FINCA et la microfinance : 30 ans d'existence
Il y a quarante ans, avant que la microfinance ne s’appelle microcrédit, avant même qu’elle n’ait un nom, j’ai accordé des prêts de 50 dollars à 800 agriculteurs guatémaltèques sous la forme de six sacs d’engrais 12-24-12, ce qui a permis d’augmenter considérablement les rendements des parcelles de maïs et de haricots qu’ils cultivaient.
Sur les 800 agriculteurs, 799 ont remboursé l’intégralité des prêts, majorés de 12 % d’intérêts.
Au cours des deux années que j’ai passées à San Martin, j’ai été témoin de changements spectaculaires dans les revenus et le niveau de vie général de ces agriculteurs. Lorsque le moment est venu pour moi de partir, beaucoup d’entre eux ont pleuré, me suppliant de ne pas partir. C’est une expérience très forte qui m’a mis sur la voie que je suis encore aujourd’hui.

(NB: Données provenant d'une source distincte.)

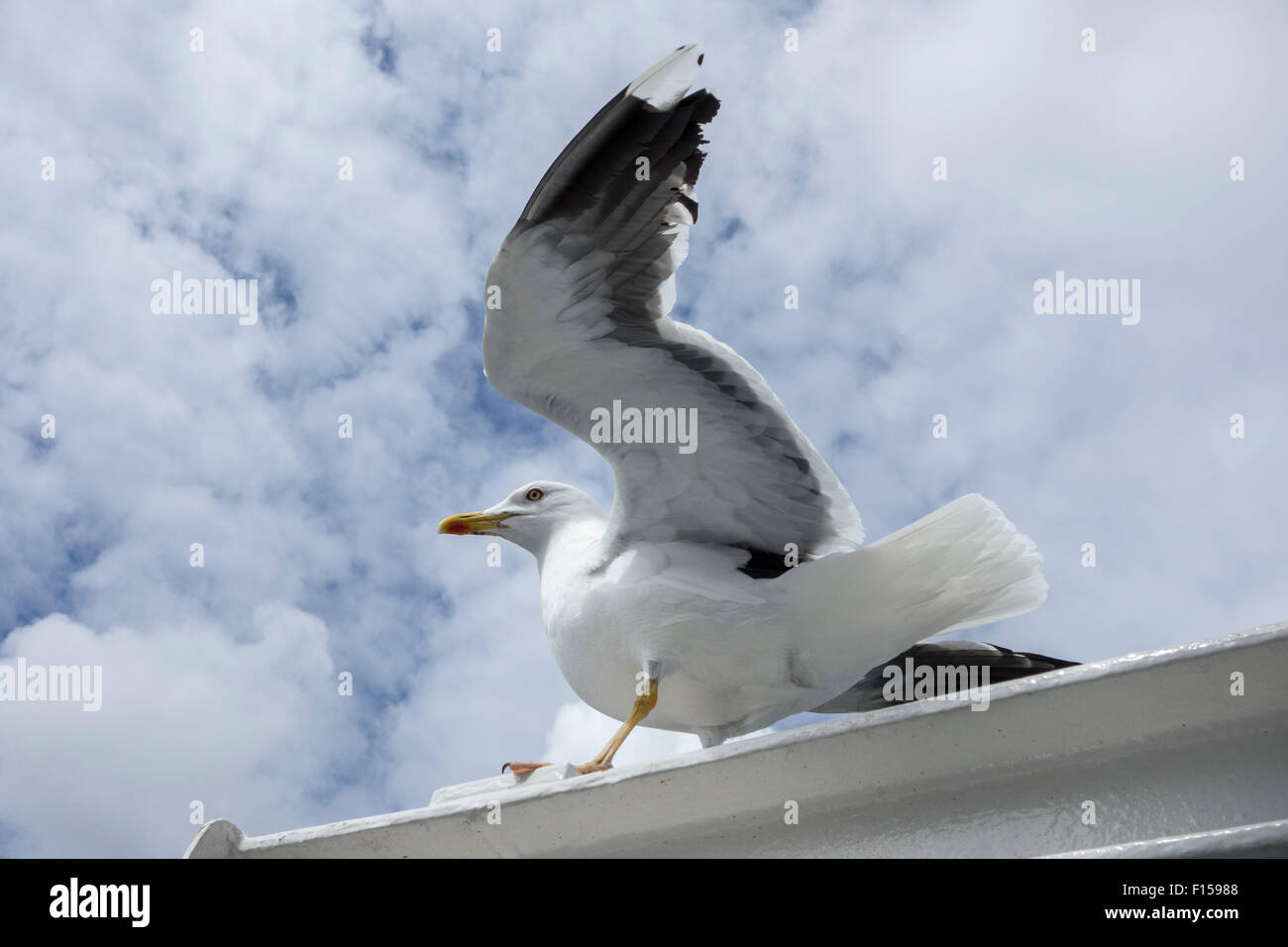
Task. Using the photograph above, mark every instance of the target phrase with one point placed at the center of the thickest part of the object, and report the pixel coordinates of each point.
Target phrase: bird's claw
(522, 770)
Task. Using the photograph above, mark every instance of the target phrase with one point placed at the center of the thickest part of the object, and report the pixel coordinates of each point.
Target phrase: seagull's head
(528, 517)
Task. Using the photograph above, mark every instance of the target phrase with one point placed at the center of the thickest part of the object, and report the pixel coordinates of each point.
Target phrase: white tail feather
(964, 565)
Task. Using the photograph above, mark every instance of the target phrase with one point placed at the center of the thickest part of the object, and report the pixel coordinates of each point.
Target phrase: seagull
(728, 586)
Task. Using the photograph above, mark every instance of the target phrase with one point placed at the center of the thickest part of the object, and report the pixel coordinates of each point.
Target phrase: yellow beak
(473, 523)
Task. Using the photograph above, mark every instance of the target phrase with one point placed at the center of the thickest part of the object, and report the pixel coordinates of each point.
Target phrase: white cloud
(321, 553)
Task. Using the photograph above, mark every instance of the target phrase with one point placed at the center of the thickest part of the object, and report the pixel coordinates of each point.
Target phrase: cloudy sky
(220, 688)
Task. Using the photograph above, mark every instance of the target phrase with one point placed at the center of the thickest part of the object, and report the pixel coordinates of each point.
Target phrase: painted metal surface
(1151, 754)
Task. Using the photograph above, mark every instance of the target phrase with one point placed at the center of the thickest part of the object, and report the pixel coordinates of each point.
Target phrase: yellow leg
(642, 707)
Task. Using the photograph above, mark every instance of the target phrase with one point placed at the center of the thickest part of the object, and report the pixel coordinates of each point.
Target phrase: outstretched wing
(578, 330)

Lorsque j’ai commencé à travailler avec ces agriculteurs, la plupart d’entre eux étaient en haillons et leurs familles au bord de la famine. Lorsque je suis partie, deux ans plus tard, leurs enfants mangeaient mieux, s’habillaient mieux et envisageaient l’avenir avec optimisme plutôt qu’avec désespoir.
Des années plus tard, John Hatch – mon partenaire dans notre société de conseil – et moi-même avons créé FINCA International, une organisation à but non lucratif dont l’objectif est d’étendre le pouvoir de la microfinance aux communautés pauvres du monde entier. Aujourd’hui, nous avons près de 2 millions de clients en Amérique latine, en Afrique, en Eurasie et au Moyen-Orient.
Mais lorsque nous avons commencé, nous avons dû combattre un certain nombre de mythes sur les pauvres et l’argent. La première était que les pauvres ne pouvaient pas prendre de prêts parce qu’ils ne seraient pas en mesure de les rembourser. L’idée était que les pauvres mouraient de faim et qu’ils allaient donc immédiatement consommer tout ce que vous leur donniez sans vous rembourser.
Ce raisonnement ne tient pas compte de l’ingéniosité des pauvres, comme le groupe de femmes potiers de Siguatepeque, au Honduras, qui, lorsque je leur ai demandé comment elles investissaient leurs prêts, m’ont répondu : “Nous avons acheté des produits alimentaires” : “Nous avons acheté des provisions”. Je suis restée bouche bée. “Mais comment pouvez-vous nous rembourser ?” La réponse est que les épiceries leur ont permis de rompre le cycle qui les obligeait à vendre leurs céramiques dès qu’elles étaient produites, et à un prix très bas, juste pour mettre de la nourriture sur la table. Désormais, ils peuvent se permettre d’attendre, car les intermédiaires sont de plus en plus à la recherche de produits et sont contraints de payer davantage.
Clients de la banque villageoise de FINCA Guatemala
Un deuxième mythe que nous avons dû combattre est celui selon lequel les pauvres ne peuvent pas épargner. Je me souviens d’avoir visité une banque villageoise de FINCA sur les pentes du Volcan de Agua qui surplombe la ville d’Antigua, au Guatemala, et d’avoir demandé aux femmes si elles avaient pu épargner une partie des bénéfices qu’elles avaient réalisés avec l’aide des prêts de FINCA. Si, m’ont-ils dit. “Puis-je le voir ?” ai-je demandé. Une discussion s’ensuit. Ils n’ont pas réalisé que je parlais la langue indigène, le cachikel. “Une femme a demandé : “Pouvons-nous lui faire confiance ? Ils ont installé une natte de paille sur le sol de la maison et ont déterré un bidon de saindoux en métal. Lorsqu’ils ont enlevé le couvercle, une énorme liasse de quetzales en est sortie, comme un jack-in-the-box.
Sans capital initial, l’histoire de ces femmes prouve que les pauvres ont la capacité de créer des entreprises rentables, de rembourser des prêts, d’augmenter leur épargne et, en fin de compte, de transformer leur qualité de vie.